Eugenics and Public History

October 10, 2007

The current issue of The Public Historian is devoted to eugenics. There’s a wealth of material: the issue covers the creation of exhibits, case studies of the public history of eugenics, and archives and media.

Review of Rediker’s “Slave Ship”

October 9, 2007

The Christian Science Monitor has a review of Marcus Rediker’s latest work The Slave Ship: A Human History:

The story is largely told through a tapestry of firsthand accounts from slave merchants, ship captains, sailors, abolitionists, and the enslaved themselves, who are tracked from their initial capture in interior African villages (typically by rival tribes) to their ultimate sale in the Americas.
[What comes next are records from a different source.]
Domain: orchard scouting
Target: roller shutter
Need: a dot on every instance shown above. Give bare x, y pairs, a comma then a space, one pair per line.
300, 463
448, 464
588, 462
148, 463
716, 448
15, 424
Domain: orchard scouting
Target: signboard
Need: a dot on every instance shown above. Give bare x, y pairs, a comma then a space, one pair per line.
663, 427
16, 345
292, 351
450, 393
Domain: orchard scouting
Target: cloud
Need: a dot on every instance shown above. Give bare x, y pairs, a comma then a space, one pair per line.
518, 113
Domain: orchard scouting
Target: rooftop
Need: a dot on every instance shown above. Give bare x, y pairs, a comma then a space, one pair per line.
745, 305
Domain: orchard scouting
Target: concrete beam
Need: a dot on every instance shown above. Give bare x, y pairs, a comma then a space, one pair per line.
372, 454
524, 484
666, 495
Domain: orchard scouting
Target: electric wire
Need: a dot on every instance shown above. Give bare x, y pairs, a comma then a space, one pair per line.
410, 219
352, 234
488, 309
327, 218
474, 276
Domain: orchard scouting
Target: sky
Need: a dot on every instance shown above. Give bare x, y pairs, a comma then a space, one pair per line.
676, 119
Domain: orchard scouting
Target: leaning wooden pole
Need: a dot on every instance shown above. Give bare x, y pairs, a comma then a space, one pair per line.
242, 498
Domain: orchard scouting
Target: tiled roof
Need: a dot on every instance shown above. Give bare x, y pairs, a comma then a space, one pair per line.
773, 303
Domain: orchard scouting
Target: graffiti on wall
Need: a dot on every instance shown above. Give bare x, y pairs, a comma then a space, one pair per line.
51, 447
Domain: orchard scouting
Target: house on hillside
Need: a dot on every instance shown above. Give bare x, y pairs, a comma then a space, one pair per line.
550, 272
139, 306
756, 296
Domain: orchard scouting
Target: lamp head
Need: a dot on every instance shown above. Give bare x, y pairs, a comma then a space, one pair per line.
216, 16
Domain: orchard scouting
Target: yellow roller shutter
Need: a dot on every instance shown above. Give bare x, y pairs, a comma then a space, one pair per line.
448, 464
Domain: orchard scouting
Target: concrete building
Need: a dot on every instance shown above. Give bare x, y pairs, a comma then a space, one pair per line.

The result is akin to a good documentary film in which greater truths unfold from a sequence of personal stories.

This method also allows readers to slowly absorb and process the full range of horrors, which a more conventional approach might have allowed them to become numb to: people chained in hot, densely packed, poorly ventilated quarters covered in the bile, blood, and excrement of the sick and dying; the routine rape of enslaved women and girls; the ghastly reprisals against those unwilling or unable to follow the officer’s commands; the packs of hungry sharks that followed slave ships, waiting to consume the bodies of the dead, dying, or suicidal.

Symposium on the History of the Book

October 5, 2007

The current issue of Modern Intellectual History features a symposium titled “What Was the History of the Book?” From the introduction:

In July 2005 a symposium took place under the auspices of the Centre for the History of the Book at the University of Edinburgh, the aim of which was to bring together three of today’s most influential practitioners of “book history” in order to take stock of how the field had developed over this prolific period. While we had initially intended to ask our speakers to speculate on that disciplinary history, as well as its potential future, the great danger of such exercises is that they can drift off into abstract speculation. In the end, we asked them to reflect on specific texts that they had written, to speculate on the kinds of influence that had informed them and to tell us how they would do things differently today. Thereby not only did we hope to get a more intimate sense of the moment of these influential texts, texts that have become absolutely central to the subject as it has developed in recent years, but more generally it was hoped that we would achieve a clearer sense of what it is that we do as historians of the book, why we do it and what its scholarly implications can or should be today.

The articles (links are to the Cambridge UP abstracts):

Bill Bell, What was the History of the Book? Introduction

Robert Darnton, “What is the History of Books?” Revisited

Roger Chartier, The Order of Books Revisited

Peter Burke, A Social History of Knowledge Revisited

David D. Hall, What was the History of the Book? A Response

September 2007 Issue of the Journal of American History

September 27, 2007

The latest issue of The Journal of American History features the following articles (links to History Cooperative articles):

Allen C. Guelzo, Houses Divided: Lincoln, Douglas, and the Political Landscape of 1858

Thomas A. Stapleford, Market Visions: Expenditure Surveys, Market Research, and Economic Planning in the New Deal

Andrea Friedman, The Strange Career of Annie Lee Moss: Rethinking Race, Gender, and McCarthyism

Susan J. Matt, You Can’t Go Home Again: Homesickness and Nostalgia in U.S. History

And three review essays:

Jan Shipps, Richard Lyman Bushman, the Story of Joseph Smith and Mormonism, and the New Mormon History

Richard Lyman Bushman, What’s New In Mormon History: A Response to Jan Shipps

Laurie F. Maffly-Kipp, Putting Religion on the Map

Two Reviews of Halberstam’s “The Coldest Winter”

September 25, 2007

The New York Times and the Christian Science Monitor both have recent reviews of David Halberstam’s final book The Coldest Winter: America and the Korean War.